Geometric Dynamics of Turbulence: A Minimal Oscillator Structure from Non-local Closure

TL;DR

This paper introduces a minimal dynamical oscillator model derived from the Navier-Stokes equations that captures core turbulent behaviors and unifies various classical phenomena through a low-dimensional framework.

Contribution

It presents a systematic reduction of non-local turbulence dynamics to a simple oscillator structure, linking spectral transfer, anisotropy, and mean-flow effects.

Findings

Reveals turbulence dynamics as a damped oscillator coupling angular modes.

Derives classical turbulence features like inertial-range scaling and logarithmic profiles.
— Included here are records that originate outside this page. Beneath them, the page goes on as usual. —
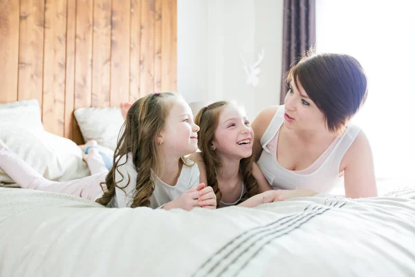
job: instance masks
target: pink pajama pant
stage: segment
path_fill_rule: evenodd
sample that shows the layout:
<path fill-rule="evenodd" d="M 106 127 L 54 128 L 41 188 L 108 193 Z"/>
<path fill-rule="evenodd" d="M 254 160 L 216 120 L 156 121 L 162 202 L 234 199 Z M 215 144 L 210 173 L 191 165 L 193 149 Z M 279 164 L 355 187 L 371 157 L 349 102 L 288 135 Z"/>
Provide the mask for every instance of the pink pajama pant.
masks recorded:
<path fill-rule="evenodd" d="M 98 152 L 89 154 L 87 164 L 91 176 L 60 182 L 48 180 L 0 141 L 0 168 L 21 188 L 64 193 L 94 201 L 102 192 L 100 184 L 105 181 L 108 170 Z"/>

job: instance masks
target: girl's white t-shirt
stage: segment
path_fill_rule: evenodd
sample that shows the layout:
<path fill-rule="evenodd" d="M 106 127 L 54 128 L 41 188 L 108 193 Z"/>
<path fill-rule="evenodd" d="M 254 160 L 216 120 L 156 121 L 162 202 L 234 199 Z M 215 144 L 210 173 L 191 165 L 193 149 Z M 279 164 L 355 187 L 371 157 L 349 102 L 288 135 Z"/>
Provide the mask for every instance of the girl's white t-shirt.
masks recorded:
<path fill-rule="evenodd" d="M 125 159 L 127 158 L 127 163 Z M 122 165 L 123 163 L 124 163 Z M 158 208 L 165 204 L 177 199 L 186 190 L 190 188 L 196 188 L 199 184 L 199 170 L 196 163 L 190 160 L 186 163 L 192 166 L 183 166 L 180 176 L 176 186 L 169 186 L 158 178 L 151 170 L 151 177 L 154 181 L 155 188 L 150 197 L 150 207 Z M 129 153 L 120 159 L 118 170 L 116 170 L 116 181 L 124 179 L 118 184 L 118 186 L 125 187 L 125 193 L 120 188 L 116 187 L 116 197 L 109 204 L 109 206 L 118 206 L 120 208 L 129 207 L 133 202 L 133 196 L 136 190 L 136 182 L 137 181 L 137 171 L 133 163 L 132 154 Z M 128 185 L 127 185 L 128 184 Z M 113 200 L 116 200 L 116 202 Z"/>

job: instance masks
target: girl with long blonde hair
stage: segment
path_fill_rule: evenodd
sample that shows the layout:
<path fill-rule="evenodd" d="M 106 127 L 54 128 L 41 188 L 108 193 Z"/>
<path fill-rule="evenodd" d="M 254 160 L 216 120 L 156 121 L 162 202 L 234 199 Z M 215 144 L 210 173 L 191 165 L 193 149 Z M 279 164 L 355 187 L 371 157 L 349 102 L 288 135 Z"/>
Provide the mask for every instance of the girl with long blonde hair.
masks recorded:
<path fill-rule="evenodd" d="M 184 156 L 197 150 L 189 105 L 175 93 L 152 93 L 128 111 L 108 172 L 91 149 L 91 176 L 57 182 L 36 172 L 0 141 L 0 168 L 22 188 L 71 194 L 109 207 L 215 208 L 211 187 L 199 184 L 197 164 Z M 95 173 L 95 174 L 94 174 Z"/>

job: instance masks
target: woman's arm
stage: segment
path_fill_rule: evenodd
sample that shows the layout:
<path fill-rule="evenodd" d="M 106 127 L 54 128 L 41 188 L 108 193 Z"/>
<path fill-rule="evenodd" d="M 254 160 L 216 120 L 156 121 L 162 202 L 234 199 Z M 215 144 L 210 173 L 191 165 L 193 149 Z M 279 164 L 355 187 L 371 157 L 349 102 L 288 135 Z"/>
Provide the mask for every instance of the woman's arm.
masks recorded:
<path fill-rule="evenodd" d="M 344 189 L 350 198 L 378 195 L 374 158 L 367 137 L 362 131 L 344 154 Z"/>
<path fill-rule="evenodd" d="M 254 178 L 257 179 L 257 182 L 258 182 L 258 190 L 259 193 L 264 193 L 264 191 L 273 189 L 255 162 L 252 163 L 252 175 L 254 175 Z"/>
<path fill-rule="evenodd" d="M 252 148 L 252 154 L 255 161 L 258 161 L 262 152 L 261 145 L 261 138 L 264 136 L 266 128 L 268 128 L 271 120 L 274 117 L 275 112 L 279 106 L 271 106 L 264 109 L 255 118 L 251 127 L 254 131 L 254 145 Z"/>

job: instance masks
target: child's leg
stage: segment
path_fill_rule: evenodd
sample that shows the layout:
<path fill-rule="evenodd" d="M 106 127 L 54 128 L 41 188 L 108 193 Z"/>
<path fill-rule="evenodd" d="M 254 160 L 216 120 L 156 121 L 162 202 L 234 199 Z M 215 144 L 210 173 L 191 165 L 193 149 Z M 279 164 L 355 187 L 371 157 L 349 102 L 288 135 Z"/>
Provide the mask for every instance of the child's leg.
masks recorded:
<path fill-rule="evenodd" d="M 37 173 L 0 141 L 0 168 L 24 188 L 79 196 L 94 200 L 102 190 L 107 173 L 96 174 L 76 180 L 57 182 L 48 180 Z"/>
Explains universal constants as consequences of internal dynamical conditions.

Abstract

Turbulence remains one of the central open problems in classical physics, largely due to the absence of a closed dynamical description of the Reynolds stress. Existing approaches typically rely either on local constitutive assumptions or on high-dimensional statistical representations, without identifying a minimal set of dynamical variables governing the cascade response. Here we show that the non-local stress response implied by the Navier-Stokes equations admits a systematic reduction onto a low-dimensional anisotropic sector of the turbulent cascade. This reduction leads to a minimal dynamical system with the structure of a damped oscillator, arising from the coupling between the leading angular mode and its nonlinear transfer to higher-order sectors. Within this framework, classical turbulent behaviors -- including inertial-range scaling, shear-driven transport, and wall-bounded logarithmic profiles -- emerge as different realizations of the same underlying dynamical structure. Universal quantities such as the Kolmogorov constant and the von K\'arm\'an constant appear as leading-order consequences of internal consistency conditions applied across homogeneous and shear-driven regimes. These results suggest that turbulence admits a minimal dynamical backbone governed by non-local cascade response, providing a unified perspective that connects spectral transfer, anisotropy, and mean-flow interaction within a single reduced framework.